Sus voces se propagan en la oscuridad. Muchas son niñas, chicas secuestradas muy jóvenes (con once o doce años), que nunca han tenido una menstruación. Esto es todo lo que conocen. Para otras, algunas noches la tristeza se intercala con el recuerdo. La belleza de las montañas reflejándose en la superficie de los lagos. La hermosura de los pies descalzos sobre el asfalto caliente, de correr campo a través en compañía de buenos perros. Plantando en el huerto al lado de sus padres. Llorando en el pajar con un amante. La belleza de bendecir la mesa antes de una comida. El lujo del pensamiento. Sinfonías. Y la lectura de poemas. Hablan de vestidos soñados, de pelo aromatizado. Del gusto de la fruta fresca, del café. Lloran por el tacto añorado de un marido, de un prometido.
Sunny escucha, hablando menos que las demás, mostrando menos de sí misma, retrayéndose más y más.

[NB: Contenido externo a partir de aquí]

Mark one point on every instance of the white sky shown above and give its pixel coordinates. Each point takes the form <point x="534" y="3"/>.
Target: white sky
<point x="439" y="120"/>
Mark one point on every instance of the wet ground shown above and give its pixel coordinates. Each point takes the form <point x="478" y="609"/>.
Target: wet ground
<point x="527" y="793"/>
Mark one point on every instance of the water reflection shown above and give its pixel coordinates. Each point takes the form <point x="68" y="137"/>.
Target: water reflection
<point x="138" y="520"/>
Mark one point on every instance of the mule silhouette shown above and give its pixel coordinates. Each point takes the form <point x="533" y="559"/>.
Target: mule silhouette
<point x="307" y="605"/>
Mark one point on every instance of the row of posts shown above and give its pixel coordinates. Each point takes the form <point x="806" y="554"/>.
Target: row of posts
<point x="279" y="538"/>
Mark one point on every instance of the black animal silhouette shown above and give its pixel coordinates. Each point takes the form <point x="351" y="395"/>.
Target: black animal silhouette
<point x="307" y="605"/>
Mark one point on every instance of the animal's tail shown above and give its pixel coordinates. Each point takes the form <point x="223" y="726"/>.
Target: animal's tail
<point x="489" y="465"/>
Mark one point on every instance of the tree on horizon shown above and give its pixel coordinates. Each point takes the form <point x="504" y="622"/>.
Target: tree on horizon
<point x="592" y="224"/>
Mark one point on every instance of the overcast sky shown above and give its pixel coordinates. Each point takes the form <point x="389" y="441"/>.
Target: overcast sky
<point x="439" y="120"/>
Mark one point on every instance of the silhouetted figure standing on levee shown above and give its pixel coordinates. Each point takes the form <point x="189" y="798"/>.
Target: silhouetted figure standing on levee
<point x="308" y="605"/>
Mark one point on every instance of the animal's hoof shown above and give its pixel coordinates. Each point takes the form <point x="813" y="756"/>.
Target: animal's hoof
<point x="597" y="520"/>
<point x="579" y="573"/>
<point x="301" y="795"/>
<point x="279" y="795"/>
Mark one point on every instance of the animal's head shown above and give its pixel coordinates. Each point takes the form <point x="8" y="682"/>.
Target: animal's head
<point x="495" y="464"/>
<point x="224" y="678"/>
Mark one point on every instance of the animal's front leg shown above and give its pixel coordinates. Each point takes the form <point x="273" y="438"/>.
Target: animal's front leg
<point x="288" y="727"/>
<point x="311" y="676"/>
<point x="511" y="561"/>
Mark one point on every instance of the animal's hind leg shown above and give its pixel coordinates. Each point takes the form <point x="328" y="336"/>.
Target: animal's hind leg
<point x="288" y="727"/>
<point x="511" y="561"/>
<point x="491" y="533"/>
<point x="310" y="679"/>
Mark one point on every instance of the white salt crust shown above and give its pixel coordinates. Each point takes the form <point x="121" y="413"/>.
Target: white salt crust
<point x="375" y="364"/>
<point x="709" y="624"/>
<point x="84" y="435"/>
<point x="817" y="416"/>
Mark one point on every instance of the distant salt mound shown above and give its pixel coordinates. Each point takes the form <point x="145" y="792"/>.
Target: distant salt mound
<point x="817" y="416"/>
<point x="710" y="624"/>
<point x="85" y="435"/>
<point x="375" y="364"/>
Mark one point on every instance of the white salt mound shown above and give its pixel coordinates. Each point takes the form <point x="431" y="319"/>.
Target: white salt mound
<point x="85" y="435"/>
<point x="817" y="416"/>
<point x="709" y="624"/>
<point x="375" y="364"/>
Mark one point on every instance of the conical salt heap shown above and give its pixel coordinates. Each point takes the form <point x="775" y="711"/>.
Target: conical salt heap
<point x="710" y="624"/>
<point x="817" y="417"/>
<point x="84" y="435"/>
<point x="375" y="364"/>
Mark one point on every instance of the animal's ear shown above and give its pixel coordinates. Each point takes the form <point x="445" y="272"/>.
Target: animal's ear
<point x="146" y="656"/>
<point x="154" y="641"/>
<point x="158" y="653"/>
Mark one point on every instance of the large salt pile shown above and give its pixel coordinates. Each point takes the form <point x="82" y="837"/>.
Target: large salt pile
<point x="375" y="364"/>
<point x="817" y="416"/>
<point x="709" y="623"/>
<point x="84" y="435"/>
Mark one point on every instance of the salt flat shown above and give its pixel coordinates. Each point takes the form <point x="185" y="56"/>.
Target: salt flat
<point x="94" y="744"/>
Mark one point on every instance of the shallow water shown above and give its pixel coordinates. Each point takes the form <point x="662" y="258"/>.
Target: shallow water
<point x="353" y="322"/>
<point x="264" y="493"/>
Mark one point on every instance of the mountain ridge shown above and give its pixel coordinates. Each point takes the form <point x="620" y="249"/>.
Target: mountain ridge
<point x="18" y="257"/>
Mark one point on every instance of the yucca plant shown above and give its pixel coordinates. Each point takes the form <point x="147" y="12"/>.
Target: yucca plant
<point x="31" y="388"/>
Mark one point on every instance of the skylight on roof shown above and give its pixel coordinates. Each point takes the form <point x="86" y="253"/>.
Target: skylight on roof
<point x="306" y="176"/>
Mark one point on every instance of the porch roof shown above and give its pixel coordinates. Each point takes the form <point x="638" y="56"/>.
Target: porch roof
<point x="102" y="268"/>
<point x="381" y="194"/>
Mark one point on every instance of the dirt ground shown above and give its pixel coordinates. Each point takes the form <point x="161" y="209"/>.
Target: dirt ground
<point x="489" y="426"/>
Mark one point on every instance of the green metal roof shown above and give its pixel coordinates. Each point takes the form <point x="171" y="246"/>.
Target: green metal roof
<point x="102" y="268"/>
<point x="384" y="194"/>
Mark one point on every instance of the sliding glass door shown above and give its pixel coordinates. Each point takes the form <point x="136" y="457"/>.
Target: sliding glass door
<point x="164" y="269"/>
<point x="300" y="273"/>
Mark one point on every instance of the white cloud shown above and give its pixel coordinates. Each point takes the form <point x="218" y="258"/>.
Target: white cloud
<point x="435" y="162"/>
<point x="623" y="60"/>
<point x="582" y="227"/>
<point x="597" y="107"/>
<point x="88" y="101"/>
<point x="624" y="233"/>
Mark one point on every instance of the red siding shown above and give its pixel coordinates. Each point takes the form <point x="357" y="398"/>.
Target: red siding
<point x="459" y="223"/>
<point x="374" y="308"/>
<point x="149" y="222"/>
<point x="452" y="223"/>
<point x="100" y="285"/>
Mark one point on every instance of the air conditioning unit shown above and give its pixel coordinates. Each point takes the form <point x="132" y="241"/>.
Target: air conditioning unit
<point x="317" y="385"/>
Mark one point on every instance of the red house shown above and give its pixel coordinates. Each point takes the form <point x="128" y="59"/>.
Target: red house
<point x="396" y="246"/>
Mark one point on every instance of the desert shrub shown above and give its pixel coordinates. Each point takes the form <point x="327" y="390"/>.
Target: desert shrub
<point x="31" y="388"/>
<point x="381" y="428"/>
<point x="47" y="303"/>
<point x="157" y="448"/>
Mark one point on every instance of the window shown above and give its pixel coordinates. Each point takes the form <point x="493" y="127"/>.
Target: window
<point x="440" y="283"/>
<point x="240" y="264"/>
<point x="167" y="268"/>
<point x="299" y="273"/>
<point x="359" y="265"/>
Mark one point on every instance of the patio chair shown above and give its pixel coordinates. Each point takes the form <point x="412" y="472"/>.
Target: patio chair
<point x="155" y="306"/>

—… Corrí calle arriba en mi vieja bicicleta Schwinn. Era de color azul metalizado y amarillo. A mi izquierda, la casa del señor Tashiro, con su amplio patio delantero y su nuevo Ford. A mi derecha, la de los Nanakoas, una familia atractiva y fuerte. El hijo es alto y flirtea conmigo, aunque solo tengo trece años. ¡Subo y subo por las colinas púrpuras! Hay casas escondidas detrás de palmeras y vallas de hierro. El tiempo se detiene. Si aguanto la respiración puedo oír cómo se abren las flores y dan fruto los árboles. Y el estrépito de los pájaros hace que las higueras rebosen de música…
»Arriba, arriba hacia los Montes Alewa, más despacio porque la carretera se inclina y me duelen las piernas, la sangre se me sube a la cabeza. A lo lejos, en lo alto, las montañas y los bosques, y abajo los valles verdes y el mar. El doctor Hong revisando el porche de su casa en busca de termitas. Trabaja con mi padre en la clínica, pero no lo invita a casa porque es coreano. Nunca me sonríe. Y allí delante, ¡mamá! De pie sobre la hierba. Una hawaiana muy guapa, muy hermosa. Huele dulce, como pakalana, las violetas chinas. Se vuelve y flota hacia mí…
»Ahora estoy en King Street, con unos amigos en un coche. Mirad, ahí está la sala de baile Casino, con gente bailando y música de jazz. Nos abrimos paso, con el aire prepotente de los gánsteres. Ahora me balanceo en la pista de baile. Hace calor. Ron y Coca-Cola. Alguien entre la multitud que me rodea me transformará, me salvará de mi vida. Me despierto para verlo de perfil a mi lado. Keo…
Sunny se gira en el lecho, gritando su nombre.